The HBS approach is an attractive strategy for generation of ligands for protein receptors because placement of the cross-link on the inside of the helix does not block solvent-exposed molecular recognition surfaces of the molecule. Our metathesis-based synthetic strategy utilizes standard Fmoc solid phase peptide synthesis methodology, resins, and reagents and provides HBS helices in sufficient amounts for subsequent biophysical and biological analyses. Extensive conformational analysis of HBS α-helices with 2D NMR, circular dichroism spectroscopies and X-ray crystallography confirms the α-helical structure in these compounds. The crystal structure indicates that all i and i + 4 CO and NH hydrogen-bonding partners fall within distances and angles expected for a fully hydrogen-bonded α-helix. The backbone conformation of HBS α-helix in the crystal structure superimposes with an rms difference of 0.75 Å onto the backbone conformation of a model α-helix. Significantly, the backbone torsion angles for the HBS helix residues fall within the range expected for a canonical α-helix.

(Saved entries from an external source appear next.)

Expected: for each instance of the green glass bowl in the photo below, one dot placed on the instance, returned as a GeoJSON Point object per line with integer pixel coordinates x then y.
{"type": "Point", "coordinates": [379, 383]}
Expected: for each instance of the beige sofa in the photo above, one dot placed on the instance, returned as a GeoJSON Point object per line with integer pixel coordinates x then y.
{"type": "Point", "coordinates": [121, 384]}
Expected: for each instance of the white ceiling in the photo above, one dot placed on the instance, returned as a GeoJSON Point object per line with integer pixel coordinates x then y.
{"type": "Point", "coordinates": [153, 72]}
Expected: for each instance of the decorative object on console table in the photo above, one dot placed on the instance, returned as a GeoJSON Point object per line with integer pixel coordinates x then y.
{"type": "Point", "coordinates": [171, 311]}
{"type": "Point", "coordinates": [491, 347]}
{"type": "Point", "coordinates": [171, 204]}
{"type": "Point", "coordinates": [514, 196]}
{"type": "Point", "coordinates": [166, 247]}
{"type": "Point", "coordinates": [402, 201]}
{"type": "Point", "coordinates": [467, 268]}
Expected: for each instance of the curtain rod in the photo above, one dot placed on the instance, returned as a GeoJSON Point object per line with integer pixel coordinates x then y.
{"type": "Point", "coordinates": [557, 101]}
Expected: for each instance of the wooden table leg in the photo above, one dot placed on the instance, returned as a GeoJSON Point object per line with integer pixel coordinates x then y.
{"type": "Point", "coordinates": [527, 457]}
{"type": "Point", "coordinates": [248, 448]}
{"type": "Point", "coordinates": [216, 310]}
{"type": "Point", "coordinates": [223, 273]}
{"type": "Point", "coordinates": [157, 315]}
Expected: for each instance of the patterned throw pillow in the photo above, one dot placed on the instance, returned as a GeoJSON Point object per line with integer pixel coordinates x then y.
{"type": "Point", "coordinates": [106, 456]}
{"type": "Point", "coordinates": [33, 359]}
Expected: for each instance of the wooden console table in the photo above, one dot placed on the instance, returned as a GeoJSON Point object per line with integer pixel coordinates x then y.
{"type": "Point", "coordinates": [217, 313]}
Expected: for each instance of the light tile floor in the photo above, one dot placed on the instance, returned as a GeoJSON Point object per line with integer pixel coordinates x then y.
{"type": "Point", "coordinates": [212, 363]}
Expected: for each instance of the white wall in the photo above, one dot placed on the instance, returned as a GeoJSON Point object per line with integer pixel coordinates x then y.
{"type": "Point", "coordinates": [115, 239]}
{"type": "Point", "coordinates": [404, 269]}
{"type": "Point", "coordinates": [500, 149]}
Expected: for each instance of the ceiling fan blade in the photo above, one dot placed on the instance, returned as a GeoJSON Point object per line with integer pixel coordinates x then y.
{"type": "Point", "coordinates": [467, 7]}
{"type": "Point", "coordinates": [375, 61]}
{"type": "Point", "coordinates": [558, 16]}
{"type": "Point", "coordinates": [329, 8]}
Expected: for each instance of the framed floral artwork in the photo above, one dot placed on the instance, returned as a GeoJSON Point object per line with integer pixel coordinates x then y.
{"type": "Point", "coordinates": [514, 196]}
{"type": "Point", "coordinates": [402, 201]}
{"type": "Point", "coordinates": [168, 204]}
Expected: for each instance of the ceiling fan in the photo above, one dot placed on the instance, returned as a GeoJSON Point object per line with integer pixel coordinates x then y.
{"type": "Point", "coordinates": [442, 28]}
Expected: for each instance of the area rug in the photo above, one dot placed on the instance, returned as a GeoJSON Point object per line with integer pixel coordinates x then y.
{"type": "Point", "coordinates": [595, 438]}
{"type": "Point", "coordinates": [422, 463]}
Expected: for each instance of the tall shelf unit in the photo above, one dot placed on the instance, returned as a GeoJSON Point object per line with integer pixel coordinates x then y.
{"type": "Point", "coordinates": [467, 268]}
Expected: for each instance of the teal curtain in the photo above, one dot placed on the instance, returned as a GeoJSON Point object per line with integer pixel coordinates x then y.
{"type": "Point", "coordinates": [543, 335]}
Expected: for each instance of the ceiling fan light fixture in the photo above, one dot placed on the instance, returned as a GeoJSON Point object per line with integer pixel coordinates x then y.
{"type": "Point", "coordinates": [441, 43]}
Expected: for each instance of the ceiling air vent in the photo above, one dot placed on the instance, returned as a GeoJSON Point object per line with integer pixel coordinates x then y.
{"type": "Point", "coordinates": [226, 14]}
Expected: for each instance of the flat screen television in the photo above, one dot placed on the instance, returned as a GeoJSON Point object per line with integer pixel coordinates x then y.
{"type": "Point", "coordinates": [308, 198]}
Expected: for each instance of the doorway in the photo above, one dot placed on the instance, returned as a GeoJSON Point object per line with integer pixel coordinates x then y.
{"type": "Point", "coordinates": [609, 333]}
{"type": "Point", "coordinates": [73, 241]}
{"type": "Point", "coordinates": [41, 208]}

Thermal and chemical denaturation studies suggest that the HBS approach provides exceptionally stable α-helices from a variety of short sequences, which retain their helical conformation in aqueous buffers at exceptionally high temperatures. The high degree of thermal stability observed for HBS helices is consistent with the theoretical predictions for a nucleated helix.

The HBS approach was devised to afford internally constrained helices so that the molecular recognition surface of the helix and its protein binding properties are not compromised by the constraining moiety. Notably, our preliminary studies illustrate that HBS helices can target their expected protein receptors with high affinity.